Upcoming port operator Newcastle Coal Infrastructure Group missed an Australian Competition & Consumer Commission deadline after it failed to sign on to the legal framework for the Hunter Coal Plan earlier this month.
BHP, 35.5% owner of NCIG, did not agree to the legal framework back then but is now pleased with new amendments to the plan.
This morning BHP said it had always maintained that an industry-supported solution was possible and could be achieved.
"I am delighted we have reached a solution that is supported by all of industry," BHP president of energy coal Jimmy Wilson said.
"With these agreements in place the coal industry will have long-term certainty over future access to vital port capacity, which will support our future expansions and growth of the region."
Port Waratah Coal Services and Newcastle Ports Corporation have already signed on to the industry agreement, and with the NCIG onboard, representation for all 14 Hunter Valley coal producers is now on the same page.
PWCS expects the processes of the new plan to start immediately and come into full effect from January 1, 2010.

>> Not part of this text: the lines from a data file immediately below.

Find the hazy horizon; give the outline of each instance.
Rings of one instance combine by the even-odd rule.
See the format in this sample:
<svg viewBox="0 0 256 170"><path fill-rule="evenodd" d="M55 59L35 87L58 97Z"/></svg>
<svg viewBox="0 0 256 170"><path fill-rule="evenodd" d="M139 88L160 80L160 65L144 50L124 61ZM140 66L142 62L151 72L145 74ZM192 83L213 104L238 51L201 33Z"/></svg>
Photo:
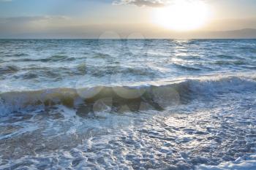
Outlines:
<svg viewBox="0 0 256 170"><path fill-rule="evenodd" d="M176 1L185 3L184 6L181 4L181 9L177 9L179 12L172 12L173 8L164 11ZM203 7L200 3L203 3ZM197 4L197 8L194 9ZM256 38L255 9L256 2L252 0L1 0L0 38ZM186 14L187 10L189 11ZM186 18L197 10L197 15ZM156 12L160 13L157 18ZM202 12L206 13L205 18L197 18ZM182 16L172 16L176 14ZM178 28L173 30L162 24L178 25L181 23L177 22L181 20L192 20L185 27L198 26L186 27L184 31ZM202 23L197 23L200 20Z"/></svg>

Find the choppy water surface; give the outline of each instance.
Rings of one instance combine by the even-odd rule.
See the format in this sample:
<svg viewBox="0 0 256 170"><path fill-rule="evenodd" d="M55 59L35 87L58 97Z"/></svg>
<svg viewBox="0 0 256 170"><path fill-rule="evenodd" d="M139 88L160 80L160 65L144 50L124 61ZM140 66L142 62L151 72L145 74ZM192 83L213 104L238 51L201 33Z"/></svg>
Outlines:
<svg viewBox="0 0 256 170"><path fill-rule="evenodd" d="M0 40L1 169L255 169L256 40Z"/></svg>

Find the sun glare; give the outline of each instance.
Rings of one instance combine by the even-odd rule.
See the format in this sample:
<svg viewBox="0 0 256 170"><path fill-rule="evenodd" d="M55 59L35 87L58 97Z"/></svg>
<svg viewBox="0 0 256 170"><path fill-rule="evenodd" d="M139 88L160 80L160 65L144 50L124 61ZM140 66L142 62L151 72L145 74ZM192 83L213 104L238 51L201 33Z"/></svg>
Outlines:
<svg viewBox="0 0 256 170"><path fill-rule="evenodd" d="M174 31L184 31L200 28L210 19L208 6L203 1L176 1L158 8L154 12L154 22Z"/></svg>

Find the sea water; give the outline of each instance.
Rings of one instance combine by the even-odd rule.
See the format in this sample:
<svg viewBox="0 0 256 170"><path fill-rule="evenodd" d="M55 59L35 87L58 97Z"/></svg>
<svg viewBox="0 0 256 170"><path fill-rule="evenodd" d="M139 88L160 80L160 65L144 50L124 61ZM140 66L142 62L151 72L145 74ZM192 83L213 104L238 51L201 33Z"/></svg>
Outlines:
<svg viewBox="0 0 256 170"><path fill-rule="evenodd" d="M256 169L255 39L0 40L1 169Z"/></svg>

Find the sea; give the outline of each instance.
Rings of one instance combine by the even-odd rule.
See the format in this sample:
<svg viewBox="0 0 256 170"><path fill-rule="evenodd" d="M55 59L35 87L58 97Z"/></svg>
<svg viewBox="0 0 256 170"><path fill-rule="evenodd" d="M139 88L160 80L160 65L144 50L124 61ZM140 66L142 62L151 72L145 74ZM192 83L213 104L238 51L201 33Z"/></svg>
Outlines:
<svg viewBox="0 0 256 170"><path fill-rule="evenodd" d="M256 169L256 39L1 39L0 169Z"/></svg>

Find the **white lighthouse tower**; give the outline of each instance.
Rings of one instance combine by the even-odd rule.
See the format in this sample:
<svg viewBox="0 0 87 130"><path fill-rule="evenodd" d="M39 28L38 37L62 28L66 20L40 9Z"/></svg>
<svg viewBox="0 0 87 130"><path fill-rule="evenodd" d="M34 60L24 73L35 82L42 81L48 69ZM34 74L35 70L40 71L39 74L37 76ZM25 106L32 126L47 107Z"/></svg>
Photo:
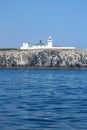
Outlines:
<svg viewBox="0 0 87 130"><path fill-rule="evenodd" d="M47 41L48 41L48 47L49 47L49 48L53 47L53 45L52 45L52 41L53 41L53 40L52 40L52 38L51 38L50 36L48 37L48 40L47 40Z"/></svg>

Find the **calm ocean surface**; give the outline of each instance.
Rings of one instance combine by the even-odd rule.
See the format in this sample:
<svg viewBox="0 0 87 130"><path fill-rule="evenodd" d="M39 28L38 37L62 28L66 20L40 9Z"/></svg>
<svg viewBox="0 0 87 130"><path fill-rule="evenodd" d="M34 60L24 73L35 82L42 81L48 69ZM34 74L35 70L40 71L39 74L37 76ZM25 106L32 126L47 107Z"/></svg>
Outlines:
<svg viewBox="0 0 87 130"><path fill-rule="evenodd" d="M87 71L1 69L0 130L87 130Z"/></svg>

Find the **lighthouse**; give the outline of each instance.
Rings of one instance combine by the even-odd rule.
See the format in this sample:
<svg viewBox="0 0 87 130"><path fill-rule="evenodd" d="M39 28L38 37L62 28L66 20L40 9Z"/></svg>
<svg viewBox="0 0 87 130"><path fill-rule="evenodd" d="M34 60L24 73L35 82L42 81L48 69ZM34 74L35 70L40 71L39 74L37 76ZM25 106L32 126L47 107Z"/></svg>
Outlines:
<svg viewBox="0 0 87 130"><path fill-rule="evenodd" d="M48 47L51 48L53 46L52 45L52 41L53 41L52 38L49 36L47 41L48 41Z"/></svg>

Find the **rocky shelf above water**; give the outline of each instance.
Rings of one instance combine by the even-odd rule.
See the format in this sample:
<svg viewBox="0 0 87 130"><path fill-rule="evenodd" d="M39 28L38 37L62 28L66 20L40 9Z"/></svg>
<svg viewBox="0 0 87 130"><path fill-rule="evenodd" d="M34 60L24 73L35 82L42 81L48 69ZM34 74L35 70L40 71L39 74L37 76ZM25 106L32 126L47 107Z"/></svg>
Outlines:
<svg viewBox="0 0 87 130"><path fill-rule="evenodd" d="M0 68L87 69L87 51L0 50Z"/></svg>

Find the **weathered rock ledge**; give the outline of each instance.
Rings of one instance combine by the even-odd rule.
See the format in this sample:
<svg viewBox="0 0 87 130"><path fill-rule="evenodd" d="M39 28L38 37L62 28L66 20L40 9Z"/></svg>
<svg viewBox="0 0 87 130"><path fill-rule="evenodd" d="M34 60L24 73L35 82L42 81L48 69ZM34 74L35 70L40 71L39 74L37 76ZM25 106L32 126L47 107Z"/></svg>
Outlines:
<svg viewBox="0 0 87 130"><path fill-rule="evenodd" d="M87 51L0 50L0 68L87 69Z"/></svg>

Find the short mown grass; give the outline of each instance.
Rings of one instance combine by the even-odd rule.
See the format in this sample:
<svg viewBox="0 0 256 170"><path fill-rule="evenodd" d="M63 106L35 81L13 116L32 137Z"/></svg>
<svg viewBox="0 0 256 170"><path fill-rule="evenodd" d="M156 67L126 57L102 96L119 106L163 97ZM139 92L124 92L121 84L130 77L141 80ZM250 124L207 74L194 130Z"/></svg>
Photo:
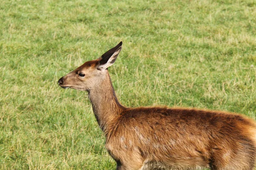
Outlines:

It said the plan was structured to enable coal loading and rail operations to be underpinned and aligned by 10-year contracts.
“The plan will enable the Hunter coal chain to make more accurate and timely infrastructure investment decisions,” PWCS said.

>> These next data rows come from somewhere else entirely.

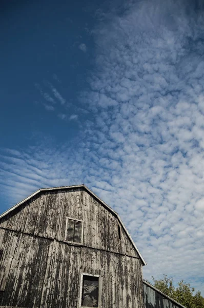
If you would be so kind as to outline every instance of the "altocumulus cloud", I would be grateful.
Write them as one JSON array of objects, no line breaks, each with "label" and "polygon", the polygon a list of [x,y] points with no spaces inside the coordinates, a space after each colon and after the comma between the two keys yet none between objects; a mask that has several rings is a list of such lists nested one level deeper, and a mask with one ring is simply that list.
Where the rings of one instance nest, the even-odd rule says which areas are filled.
[{"label": "altocumulus cloud", "polygon": [[10,202],[39,187],[85,183],[121,216],[149,264],[145,277],[165,273],[201,291],[202,5],[131,2],[123,13],[101,11],[91,90],[79,98],[92,121],[60,149],[3,150],[0,177]]}]

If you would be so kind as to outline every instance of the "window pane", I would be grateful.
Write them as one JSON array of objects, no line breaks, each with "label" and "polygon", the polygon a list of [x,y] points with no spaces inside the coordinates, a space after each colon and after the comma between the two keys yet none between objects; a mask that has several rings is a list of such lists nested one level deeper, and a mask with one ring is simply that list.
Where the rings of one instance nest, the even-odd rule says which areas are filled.
[{"label": "window pane", "polygon": [[73,242],[74,234],[74,220],[68,219],[67,231],[67,241]]},{"label": "window pane", "polygon": [[83,276],[81,306],[98,306],[98,277]]},{"label": "window pane", "polygon": [[75,243],[81,243],[82,242],[82,226],[83,223],[81,221],[76,221],[75,222],[74,242]]}]

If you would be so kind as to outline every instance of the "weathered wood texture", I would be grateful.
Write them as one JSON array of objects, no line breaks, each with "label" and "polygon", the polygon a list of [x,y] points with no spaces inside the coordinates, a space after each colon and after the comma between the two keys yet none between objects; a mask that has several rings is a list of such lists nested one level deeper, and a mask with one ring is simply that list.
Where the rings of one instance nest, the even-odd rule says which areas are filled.
[{"label": "weathered wood texture", "polygon": [[0,219],[0,227],[65,240],[66,217],[84,221],[84,245],[138,257],[117,218],[83,189],[41,192]]},{"label": "weathered wood texture", "polygon": [[145,303],[146,308],[181,308],[164,294],[161,294],[144,282]]},{"label": "weathered wood texture", "polygon": [[138,258],[3,228],[0,237],[2,305],[78,308],[84,273],[101,277],[101,307],[144,308]]}]

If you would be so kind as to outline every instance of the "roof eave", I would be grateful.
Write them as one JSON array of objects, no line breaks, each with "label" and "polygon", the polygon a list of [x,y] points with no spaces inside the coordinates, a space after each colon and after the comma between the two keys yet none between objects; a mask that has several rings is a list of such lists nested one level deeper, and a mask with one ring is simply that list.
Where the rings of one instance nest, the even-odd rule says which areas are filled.
[{"label": "roof eave", "polygon": [[35,196],[36,196],[36,195],[37,195],[38,194],[39,194],[40,191],[49,191],[49,190],[58,190],[58,189],[71,189],[71,188],[81,188],[81,187],[83,187],[84,188],[85,188],[88,192],[89,192],[91,195],[92,195],[93,196],[94,196],[101,203],[102,203],[103,204],[104,204],[104,206],[105,206],[105,207],[107,207],[109,209],[109,210],[110,210],[111,212],[112,212],[112,213],[113,213],[117,217],[118,220],[120,222],[120,223],[123,226],[123,227],[124,228],[124,229],[126,233],[127,234],[127,235],[129,238],[130,240],[131,241],[132,245],[133,245],[134,248],[135,248],[135,249],[136,250],[136,251],[138,253],[138,255],[139,255],[139,257],[140,257],[140,259],[141,259],[141,261],[142,262],[143,265],[147,265],[146,262],[145,262],[145,260],[142,258],[141,254],[140,253],[140,252],[138,251],[137,246],[136,246],[136,245],[134,243],[133,240],[132,240],[132,238],[131,238],[131,236],[130,236],[130,235],[129,234],[129,233],[128,232],[128,230],[126,229],[126,227],[125,226],[125,225],[124,225],[123,221],[121,221],[120,217],[119,216],[118,214],[115,211],[114,211],[112,208],[111,208],[111,207],[110,207],[109,205],[108,205],[108,204],[107,204],[105,202],[104,202],[96,195],[95,195],[94,194],[94,192],[93,192],[93,191],[92,190],[91,190],[90,189],[89,189],[89,188],[88,188],[86,186],[86,185],[85,185],[84,184],[80,184],[80,185],[72,185],[72,186],[59,186],[59,187],[49,187],[49,188],[40,188],[39,189],[37,189],[37,190],[36,190],[36,191],[35,191],[33,194],[31,194],[31,195],[30,195],[30,196],[29,196],[28,197],[27,197],[27,198],[26,198],[25,199],[24,199],[24,200],[23,200],[20,202],[18,202],[18,203],[17,203],[17,204],[15,204],[15,205],[14,205],[13,206],[12,206],[10,208],[7,209],[6,211],[5,211],[5,212],[4,212],[1,215],[0,215],[0,218],[2,218],[3,217],[4,217],[6,215],[7,215],[8,214],[9,214],[9,213],[10,213],[11,211],[13,211],[14,209],[15,209],[15,208],[16,208],[17,207],[18,207],[18,206],[19,206],[20,205],[21,205],[21,204],[22,204],[24,202],[26,202],[26,201],[27,201],[28,200],[29,200],[30,199],[31,199],[33,197],[34,197]]}]

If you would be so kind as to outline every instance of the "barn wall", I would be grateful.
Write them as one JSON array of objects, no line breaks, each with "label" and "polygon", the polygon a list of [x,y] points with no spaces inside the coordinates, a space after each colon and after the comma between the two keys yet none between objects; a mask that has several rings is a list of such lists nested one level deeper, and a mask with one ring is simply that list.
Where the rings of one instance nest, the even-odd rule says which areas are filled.
[{"label": "barn wall", "polygon": [[101,277],[101,307],[144,308],[138,258],[3,229],[0,243],[0,305],[78,308],[85,273]]},{"label": "barn wall", "polygon": [[84,244],[138,257],[117,218],[82,188],[41,192],[0,220],[0,227],[64,241],[66,217],[84,221]]},{"label": "barn wall", "polygon": [[168,297],[144,283],[145,304],[146,308],[181,308]]}]

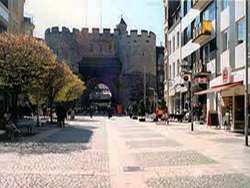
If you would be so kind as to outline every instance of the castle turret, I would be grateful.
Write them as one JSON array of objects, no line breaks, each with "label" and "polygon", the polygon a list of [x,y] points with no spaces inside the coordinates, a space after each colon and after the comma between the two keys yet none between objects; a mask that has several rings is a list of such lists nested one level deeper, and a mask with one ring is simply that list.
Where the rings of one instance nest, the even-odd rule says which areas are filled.
[{"label": "castle turret", "polygon": [[126,22],[124,21],[123,18],[121,18],[121,21],[120,21],[120,23],[116,26],[116,28],[118,29],[119,34],[124,34],[124,33],[127,32],[127,24],[126,24]]}]

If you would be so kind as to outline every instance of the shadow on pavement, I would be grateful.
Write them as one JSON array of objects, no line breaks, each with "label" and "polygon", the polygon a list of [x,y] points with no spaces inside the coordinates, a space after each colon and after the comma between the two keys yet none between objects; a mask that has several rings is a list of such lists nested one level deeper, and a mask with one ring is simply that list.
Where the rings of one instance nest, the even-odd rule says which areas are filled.
[{"label": "shadow on pavement", "polygon": [[6,142],[0,144],[0,153],[20,155],[65,154],[91,149],[88,143],[95,127],[66,127],[40,141]]}]

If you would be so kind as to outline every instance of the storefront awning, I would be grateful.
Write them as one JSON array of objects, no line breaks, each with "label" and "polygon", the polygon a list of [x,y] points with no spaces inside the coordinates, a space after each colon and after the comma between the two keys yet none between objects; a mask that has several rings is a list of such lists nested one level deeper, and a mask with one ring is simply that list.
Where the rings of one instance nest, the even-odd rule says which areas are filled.
[{"label": "storefront awning", "polygon": [[243,82],[241,81],[241,82],[235,82],[235,83],[231,83],[231,84],[215,86],[215,87],[212,87],[210,89],[207,89],[207,90],[204,90],[204,91],[201,91],[201,92],[197,92],[197,93],[195,93],[195,95],[205,95],[207,93],[213,93],[213,92],[221,91],[221,90],[224,90],[224,89],[233,88],[233,87],[236,87],[236,86],[239,86],[239,85],[243,85]]}]

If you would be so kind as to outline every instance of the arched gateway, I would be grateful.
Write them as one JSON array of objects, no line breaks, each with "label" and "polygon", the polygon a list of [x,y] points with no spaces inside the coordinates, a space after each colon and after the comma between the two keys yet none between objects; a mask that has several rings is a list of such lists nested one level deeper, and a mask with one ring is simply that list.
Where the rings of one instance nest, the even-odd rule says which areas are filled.
[{"label": "arched gateway", "polygon": [[[110,29],[88,28],[81,31],[63,27],[47,29],[45,41],[59,59],[66,60],[87,85],[104,83],[112,93],[114,103],[123,107],[143,98],[153,100],[149,88],[156,89],[156,36],[142,30],[127,31],[123,19],[114,32]],[[145,80],[146,77],[146,80]],[[146,83],[145,83],[146,82]],[[89,91],[90,92],[90,91]]]}]

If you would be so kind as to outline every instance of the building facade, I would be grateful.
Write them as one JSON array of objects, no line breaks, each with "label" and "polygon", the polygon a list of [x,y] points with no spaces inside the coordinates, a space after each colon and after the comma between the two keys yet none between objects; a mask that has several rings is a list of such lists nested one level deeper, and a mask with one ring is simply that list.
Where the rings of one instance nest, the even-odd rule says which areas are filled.
[{"label": "building facade", "polygon": [[[192,104],[201,108],[203,120],[211,124],[210,114],[216,114],[218,124],[242,129],[245,1],[180,0],[178,5],[168,2],[165,7],[172,13],[168,14],[171,24],[165,30],[170,113],[191,109],[192,87]],[[183,72],[183,65],[192,71],[188,80],[178,74]]]},{"label": "building facade", "polygon": [[0,33],[33,36],[35,26],[30,18],[24,17],[24,3],[25,0],[0,1]]},{"label": "building facade", "polygon": [[[47,29],[45,41],[61,60],[82,76],[86,85],[95,79],[106,84],[115,102],[125,108],[132,102],[152,98],[156,90],[156,36],[142,30],[127,31],[123,19],[113,33],[110,29],[88,28],[81,31],[63,27]],[[98,83],[96,83],[98,84]],[[146,85],[146,87],[145,87]]]},{"label": "building facade", "polygon": [[156,47],[156,79],[158,99],[164,99],[164,47]]}]

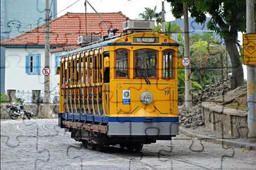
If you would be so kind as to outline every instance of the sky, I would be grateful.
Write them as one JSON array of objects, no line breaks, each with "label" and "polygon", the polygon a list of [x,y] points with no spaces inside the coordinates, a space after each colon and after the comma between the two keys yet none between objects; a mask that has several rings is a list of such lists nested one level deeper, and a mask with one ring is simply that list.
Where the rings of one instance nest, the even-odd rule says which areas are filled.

“The plan also gives coal producers urgently needed certainty in terms of what they can export over the long term, and certainty of access to new producers and existing producers that want to expand.
“It’s possible that coal exports from Newcastle could soon double from the current output of 91 million tonnes.”
PWCS general manager Graham Davidson said the agreement was the culmination of two years of exhaustive work by the Hunter Valley’s coal industry and the state government.
“This is a major turning point in the history of Hunter Valley coal exports,” Davidson said.
“We now effectively have all key players reading off the one road map, meaning everyone has a far better idea of what infrastructure should be built, and where and when.”
Under the unanimously agreed plan, PWCS will be able to lease additional government land on Kooragang Island to build a fourth coal loading terminal, T4, to meet further projected increases in demand.
PWCS said the feasibility for T4 was underway.
NCIG’s $A1.3 billion export terminal is under construction, with the first shipment to be loaded by the end of March 2010.
PWCS said it would now ask the ACCC to again give it the option of implementing producer export allocations until the end of the year, as a means of controlling the vessel queue and keeping demurrage costs down.
“This would be the first phase of the plan, enabling a smooth transition under the long-term contractual structure,” the port operator said.
The ACCC’s authorisation of the capacity-balancing system provides immunity to port operators from potential court action on port operations that could be deemed anti-competitive under the Trade Practices Act.